The OU is generally a free form field and is likely just for the termination to the Akamai CDN which then hands to requests off to the real web servers where ever they are hosted. While Akamai may host web sites directly, they are mainly know for CDN technology. Certain, www.gov.uk is pointed at their CDN.

http://gcloud.civilservice.gov.uk/cloudstore/ lists Skyscape as a provider but no mention of Akamai.

I know you've covered this a lot, but Skyscape's partners are heavy weight vendors. There is no reason why the couldn't provide a tested, well proven solution in a short time frame, though I agree the companies short existence and seeming focus on G-Cloud seems a little odd, especially when there are other established players in the market.

It's worth pointing out that the site is put together well, at least on first inspection. The lack of an IPv6 address is a bit of a shame (US gov. now mandate IPv6 for all sites).

If the reported £600,000 for infrastructure is true, it does seem a lot for just the infrastructure on such a small site, especially when 'real' content such as the schools finder, DVLA licensing and others are sent to the old 'replaced' direct.gov.uk.

David Moss said...

"... Skyscape's partners are heavy weight vendors ..." – I agree. So why didn't GDS and HMRC contract with them? Because they have US businesses and are therefore subject to the USA PATRIOT Act?
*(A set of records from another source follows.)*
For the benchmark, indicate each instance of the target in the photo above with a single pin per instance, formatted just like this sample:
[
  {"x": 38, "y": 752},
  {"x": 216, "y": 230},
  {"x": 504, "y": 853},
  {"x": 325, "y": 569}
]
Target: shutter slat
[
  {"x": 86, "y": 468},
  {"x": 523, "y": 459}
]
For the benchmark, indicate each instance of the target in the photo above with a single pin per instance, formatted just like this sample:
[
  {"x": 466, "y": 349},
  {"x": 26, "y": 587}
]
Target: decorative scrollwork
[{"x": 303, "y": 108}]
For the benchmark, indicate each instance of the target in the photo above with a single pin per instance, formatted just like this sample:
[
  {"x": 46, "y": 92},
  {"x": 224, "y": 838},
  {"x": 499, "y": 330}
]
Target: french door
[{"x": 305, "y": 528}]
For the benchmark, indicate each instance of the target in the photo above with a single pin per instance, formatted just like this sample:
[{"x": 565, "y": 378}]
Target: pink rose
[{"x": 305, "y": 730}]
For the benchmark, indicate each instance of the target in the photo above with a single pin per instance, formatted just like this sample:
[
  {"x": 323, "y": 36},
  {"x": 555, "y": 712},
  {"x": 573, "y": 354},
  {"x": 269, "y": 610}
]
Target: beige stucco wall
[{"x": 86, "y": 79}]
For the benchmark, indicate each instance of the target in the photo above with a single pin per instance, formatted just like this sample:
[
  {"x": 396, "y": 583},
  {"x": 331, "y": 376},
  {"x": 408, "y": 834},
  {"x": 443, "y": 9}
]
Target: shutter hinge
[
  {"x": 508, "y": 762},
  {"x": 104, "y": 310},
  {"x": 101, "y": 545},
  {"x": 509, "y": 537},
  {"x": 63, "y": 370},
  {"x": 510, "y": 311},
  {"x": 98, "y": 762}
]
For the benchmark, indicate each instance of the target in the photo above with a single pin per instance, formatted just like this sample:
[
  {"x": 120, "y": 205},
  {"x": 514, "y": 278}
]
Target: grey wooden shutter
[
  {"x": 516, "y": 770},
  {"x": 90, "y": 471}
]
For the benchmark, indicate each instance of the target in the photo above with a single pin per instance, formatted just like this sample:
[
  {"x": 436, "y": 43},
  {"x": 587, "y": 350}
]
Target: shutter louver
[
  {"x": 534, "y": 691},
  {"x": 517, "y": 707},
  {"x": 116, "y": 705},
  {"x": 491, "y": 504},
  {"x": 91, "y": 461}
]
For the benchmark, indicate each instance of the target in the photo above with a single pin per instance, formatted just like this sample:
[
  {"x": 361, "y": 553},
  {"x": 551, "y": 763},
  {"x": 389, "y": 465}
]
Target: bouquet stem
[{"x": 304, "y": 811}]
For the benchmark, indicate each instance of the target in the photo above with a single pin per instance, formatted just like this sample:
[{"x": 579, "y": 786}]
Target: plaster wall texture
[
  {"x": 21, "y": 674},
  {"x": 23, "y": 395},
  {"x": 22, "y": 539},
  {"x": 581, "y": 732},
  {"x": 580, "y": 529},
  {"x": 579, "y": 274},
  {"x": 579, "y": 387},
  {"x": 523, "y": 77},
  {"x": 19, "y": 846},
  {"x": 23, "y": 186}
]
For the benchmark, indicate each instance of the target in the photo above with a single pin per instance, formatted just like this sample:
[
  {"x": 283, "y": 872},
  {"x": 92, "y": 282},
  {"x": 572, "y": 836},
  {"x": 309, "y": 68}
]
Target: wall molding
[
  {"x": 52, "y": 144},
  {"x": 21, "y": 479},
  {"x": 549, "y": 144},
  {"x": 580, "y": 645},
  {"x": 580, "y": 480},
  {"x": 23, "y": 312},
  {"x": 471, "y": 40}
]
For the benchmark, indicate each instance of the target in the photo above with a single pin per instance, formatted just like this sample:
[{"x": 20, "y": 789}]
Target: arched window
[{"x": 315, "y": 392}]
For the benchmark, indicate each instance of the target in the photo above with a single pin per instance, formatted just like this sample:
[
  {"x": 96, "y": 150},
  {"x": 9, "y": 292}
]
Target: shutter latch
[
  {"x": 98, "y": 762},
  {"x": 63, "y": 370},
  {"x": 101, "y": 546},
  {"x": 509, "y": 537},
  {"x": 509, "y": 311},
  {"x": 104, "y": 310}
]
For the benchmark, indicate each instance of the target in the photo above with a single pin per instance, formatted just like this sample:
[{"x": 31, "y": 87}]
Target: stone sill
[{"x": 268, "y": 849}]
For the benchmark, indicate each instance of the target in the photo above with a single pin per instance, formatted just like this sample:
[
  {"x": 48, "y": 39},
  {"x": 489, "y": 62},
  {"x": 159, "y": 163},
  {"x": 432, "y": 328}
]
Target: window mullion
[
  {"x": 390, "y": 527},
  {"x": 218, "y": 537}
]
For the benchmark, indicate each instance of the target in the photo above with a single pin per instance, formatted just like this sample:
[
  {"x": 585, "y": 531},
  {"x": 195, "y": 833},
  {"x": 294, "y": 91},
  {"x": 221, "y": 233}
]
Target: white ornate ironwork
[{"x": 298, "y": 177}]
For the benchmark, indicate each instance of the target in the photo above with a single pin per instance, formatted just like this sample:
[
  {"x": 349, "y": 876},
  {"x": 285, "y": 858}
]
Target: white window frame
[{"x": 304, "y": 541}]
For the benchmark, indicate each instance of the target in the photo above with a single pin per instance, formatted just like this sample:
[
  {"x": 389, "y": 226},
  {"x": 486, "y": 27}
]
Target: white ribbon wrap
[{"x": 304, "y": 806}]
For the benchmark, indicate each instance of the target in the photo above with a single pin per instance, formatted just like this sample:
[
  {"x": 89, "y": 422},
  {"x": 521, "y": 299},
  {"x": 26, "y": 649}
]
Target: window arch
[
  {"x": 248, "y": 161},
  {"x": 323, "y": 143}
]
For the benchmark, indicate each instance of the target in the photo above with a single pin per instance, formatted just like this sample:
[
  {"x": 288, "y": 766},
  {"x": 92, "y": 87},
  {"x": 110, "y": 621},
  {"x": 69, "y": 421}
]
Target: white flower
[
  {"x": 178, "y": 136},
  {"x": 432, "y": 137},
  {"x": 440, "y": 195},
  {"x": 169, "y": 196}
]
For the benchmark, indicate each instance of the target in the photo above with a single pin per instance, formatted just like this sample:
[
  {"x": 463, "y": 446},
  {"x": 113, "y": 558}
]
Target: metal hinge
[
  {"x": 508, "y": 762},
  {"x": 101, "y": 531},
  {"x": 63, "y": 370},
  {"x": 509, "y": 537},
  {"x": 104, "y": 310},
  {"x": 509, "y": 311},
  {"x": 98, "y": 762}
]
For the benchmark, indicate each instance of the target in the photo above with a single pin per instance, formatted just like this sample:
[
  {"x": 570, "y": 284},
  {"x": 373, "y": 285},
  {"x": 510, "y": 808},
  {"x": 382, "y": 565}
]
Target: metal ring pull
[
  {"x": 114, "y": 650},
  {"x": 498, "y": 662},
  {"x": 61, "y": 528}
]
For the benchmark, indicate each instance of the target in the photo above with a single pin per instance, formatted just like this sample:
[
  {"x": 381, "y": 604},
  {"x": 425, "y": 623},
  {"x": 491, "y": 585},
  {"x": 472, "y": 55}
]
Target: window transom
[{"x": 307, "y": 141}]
Skyscape take time out to advertise on their website that all of their shareholders (all one of him) are UK-domiciled and that "therefore" the company is not subject to the Act. Being subject to the Act clearly worries someone. Quite rightly.
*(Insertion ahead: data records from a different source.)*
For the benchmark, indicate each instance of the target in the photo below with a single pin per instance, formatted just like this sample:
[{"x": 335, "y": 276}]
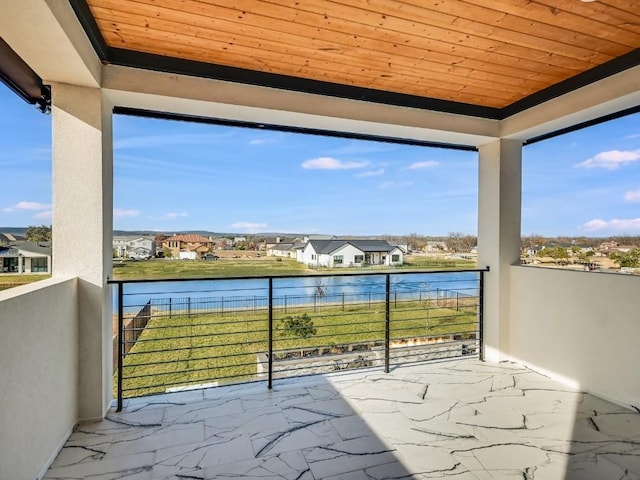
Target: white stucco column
[
  {"x": 82, "y": 226},
  {"x": 499, "y": 212}
]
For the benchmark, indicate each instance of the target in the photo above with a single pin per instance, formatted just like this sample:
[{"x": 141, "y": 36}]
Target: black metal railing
[{"x": 196, "y": 333}]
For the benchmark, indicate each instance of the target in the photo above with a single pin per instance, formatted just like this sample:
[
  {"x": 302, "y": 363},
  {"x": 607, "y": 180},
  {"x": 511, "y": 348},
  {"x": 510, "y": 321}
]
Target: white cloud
[
  {"x": 22, "y": 206},
  {"x": 248, "y": 227},
  {"x": 392, "y": 184},
  {"x": 170, "y": 216},
  {"x": 330, "y": 163},
  {"x": 371, "y": 173},
  {"x": 45, "y": 215},
  {"x": 626, "y": 225},
  {"x": 122, "y": 213},
  {"x": 420, "y": 165},
  {"x": 632, "y": 196},
  {"x": 611, "y": 160}
]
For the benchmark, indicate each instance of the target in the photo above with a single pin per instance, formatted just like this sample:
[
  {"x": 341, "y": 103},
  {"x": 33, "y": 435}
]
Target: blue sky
[{"x": 171, "y": 176}]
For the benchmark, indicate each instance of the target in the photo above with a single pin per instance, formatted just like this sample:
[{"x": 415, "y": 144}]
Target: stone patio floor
[{"x": 462, "y": 419}]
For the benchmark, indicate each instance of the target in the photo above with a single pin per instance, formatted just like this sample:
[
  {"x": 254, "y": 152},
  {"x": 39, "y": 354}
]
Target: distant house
[
  {"x": 188, "y": 243},
  {"x": 281, "y": 250},
  {"x": 353, "y": 252},
  {"x": 8, "y": 238},
  {"x": 137, "y": 247},
  {"x": 25, "y": 257}
]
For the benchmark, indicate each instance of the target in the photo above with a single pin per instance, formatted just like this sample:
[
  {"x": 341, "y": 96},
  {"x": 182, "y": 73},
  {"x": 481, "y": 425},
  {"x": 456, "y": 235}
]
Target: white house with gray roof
[
  {"x": 25, "y": 257},
  {"x": 350, "y": 253}
]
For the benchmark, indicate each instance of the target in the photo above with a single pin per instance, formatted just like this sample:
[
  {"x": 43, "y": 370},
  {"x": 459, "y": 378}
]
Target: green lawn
[
  {"x": 203, "y": 348},
  {"x": 224, "y": 267},
  {"x": 10, "y": 281},
  {"x": 261, "y": 266}
]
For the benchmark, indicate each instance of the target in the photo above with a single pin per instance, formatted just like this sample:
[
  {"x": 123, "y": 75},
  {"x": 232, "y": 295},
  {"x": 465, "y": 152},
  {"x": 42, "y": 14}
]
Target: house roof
[
  {"x": 8, "y": 238},
  {"x": 16, "y": 248},
  {"x": 188, "y": 238},
  {"x": 285, "y": 247},
  {"x": 366, "y": 245},
  {"x": 489, "y": 59}
]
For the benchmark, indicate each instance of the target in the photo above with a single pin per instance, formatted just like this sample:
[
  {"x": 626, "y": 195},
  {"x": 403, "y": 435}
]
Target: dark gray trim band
[
  {"x": 286, "y": 128},
  {"x": 22, "y": 80}
]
Will the US fall for it? Put a one-man company in front of Cisco, VMware, EMC and QinetiQ and suddenly the Act doesn't apply? Unlikely.

If GDS and HMRC feel anxious about contracting with US suppliers for cloud computing services, then they just shouldn't do it. The Skyscape figleaf compromise is no solution.

Incidentally, Anonymous, do you think that even data stored temporarily at a CDN is covered by the Act? If I were the FBI, I'd give it a try ...

Anonymous said...

The IP www.gov.uk is allocated by the US based ARIN although the actual machine(s) appear, by the round trip time to be in the UK, possibly at Telehouse in London. Looking at that, I'd say it's unlikely that the data ever leaves these shores. Quite how whichever spooks it is you're most afraid of would get the data I'm unclear. It's unlikely that the US companies themselves are actually running the hardware or have access to the data in any form.

The CloudStore beta site lists Skyscape as being able to hold up to Impact Level 3 data, which is Restricted. What do you think the government does for IL6? Just put it on hardware made in the UK running software written in the UK?

I agree that more information on Skyscape would be welcome given the size of the contract(s) being awarded and their nature but I suspect the truth about the organisation is more about money than power and control.

On the whole GDS's openness and use of technology is to be applauded and encouraged and the progress they are making are steps in the right direction if not always on the right path.

(P.S. your site's captcha is asking for human identification of house numbers from grainy looking photos provided by Google. I would guess is so they can identify exact house numbers for their Street View and Maps applications. Given the nature of your crusade, perhaps you should consider alternative sources of spam control?)

David Moss said...

It's been a long day, Anonymous. 23:51 last night, 07:52 this morning and now 21:06. Let's pick up again tomorrow.

Here's a relaxing competition to consider overnight, a Mars bar for the winning entry:-

Complete the following sentence in up to 10 words:

It's a good job GDS exist because _____ _____ _____ _____ _____ _____ _____ _____ _____ _____.